# Help neded in finding product



## annetony (May 1, 2005)

I have searched high and low for someone who sells this mirror, if anyone has seen one please let me know, Anne


----------



## Zebedee (Oct 3, 2007)

annetony said:


> I have searched high and low for someone who sells this mirror, if anyone has seen one please let me know, Anne


I wouldn't bother Anne. It's not a very good one. I can't see anything in it.


----------



## annetony (May 1, 2005)

Sorry it wont add the picture I give up


----------



## mangothemadmonk (Aug 6, 2006)

It reminds me of a story of an officer on a recruit coarse and he was on room inspection.

He was a right git and always found something wrong with your room even if it was sparkling.

Anyway one morning he goes into this recruits room and looks around. Goes over the ledges and skirting boards with his white gloves. Looks at the bed pack and checks the sink area.

He shouts over to the recruit and says "How come every time I look in this mirror I see S**T ?"

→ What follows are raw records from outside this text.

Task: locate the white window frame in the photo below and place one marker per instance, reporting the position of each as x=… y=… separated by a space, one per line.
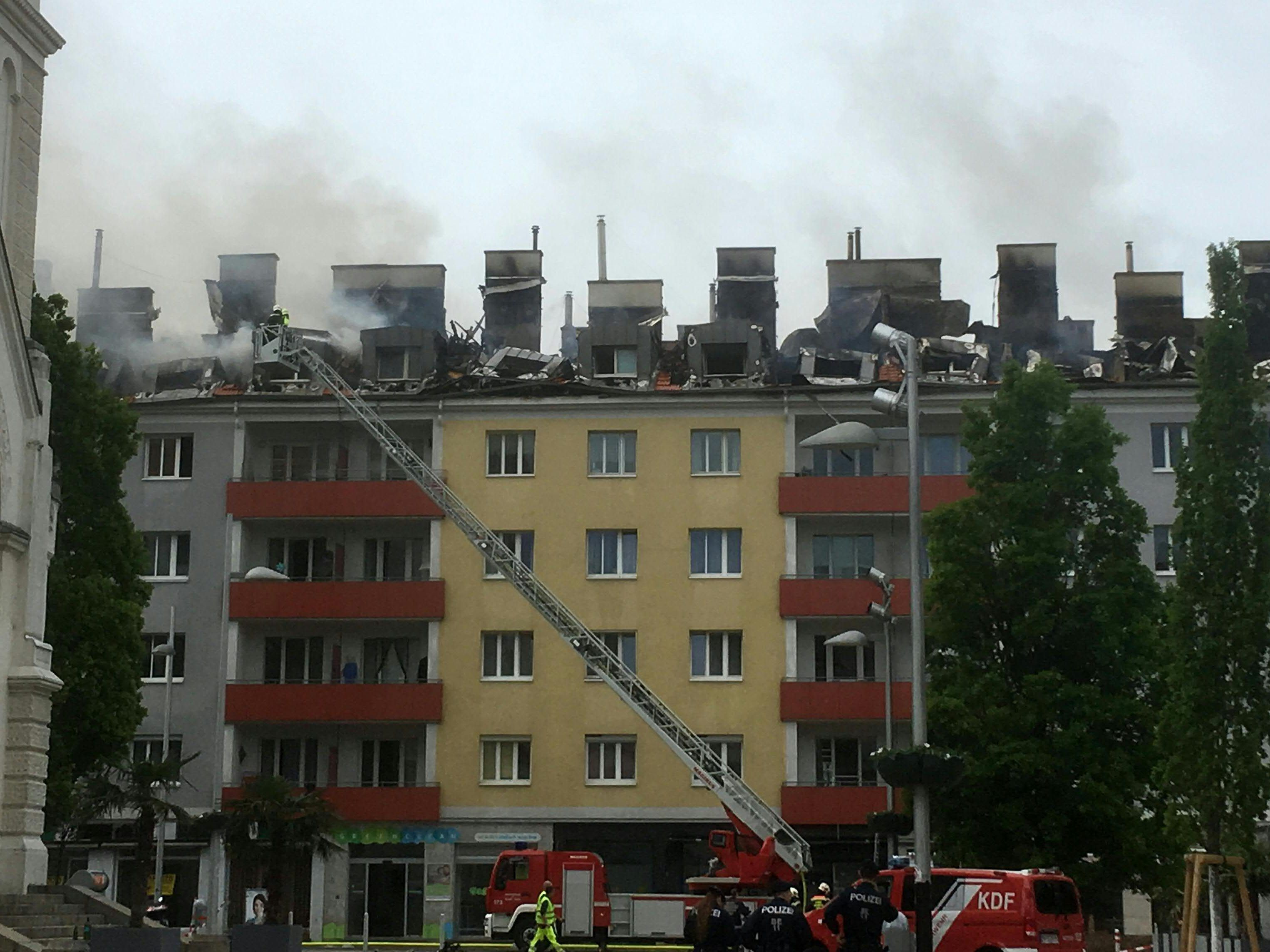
x=520 y=640
x=728 y=453
x=627 y=447
x=724 y=553
x=520 y=437
x=611 y=748
x=722 y=746
x=722 y=643
x=173 y=544
x=151 y=641
x=513 y=540
x=515 y=743
x=181 y=445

The whole corridor erupted in laughter... When he finally realised what he had said he stormed out. They paid for their laughter later on..

Johnny F


----------



## Zebedee (Oct 3, 2007)

annetony said:


> Sorry it wont add the picture I give up


Is the piccie too big? That's the usual reason if it sulks.


----------



## annetony (May 1, 2005)

yep it was too big, got it sorted now its on   

Anne


----------



## 103345 (Mar 11, 2007)

Brilliant!!! Put my name down for one :wink: 
Annie


----------



## JohnsCrossMotorHomes (Jul 21, 2007)

Billy Smarts Circus, look in fun fair section!!! (Hall of Mirrors)


:BIG:


----------



## Zebedee (Oct 3, 2007)

JohnsCrossMotorHomes said:


> Billy Smarts Circus, look in fun fair section!!! (Hall of Mirrors)
> :BIG:


But be VERY careful with the product code number. Some of them work the other way round!!!


----------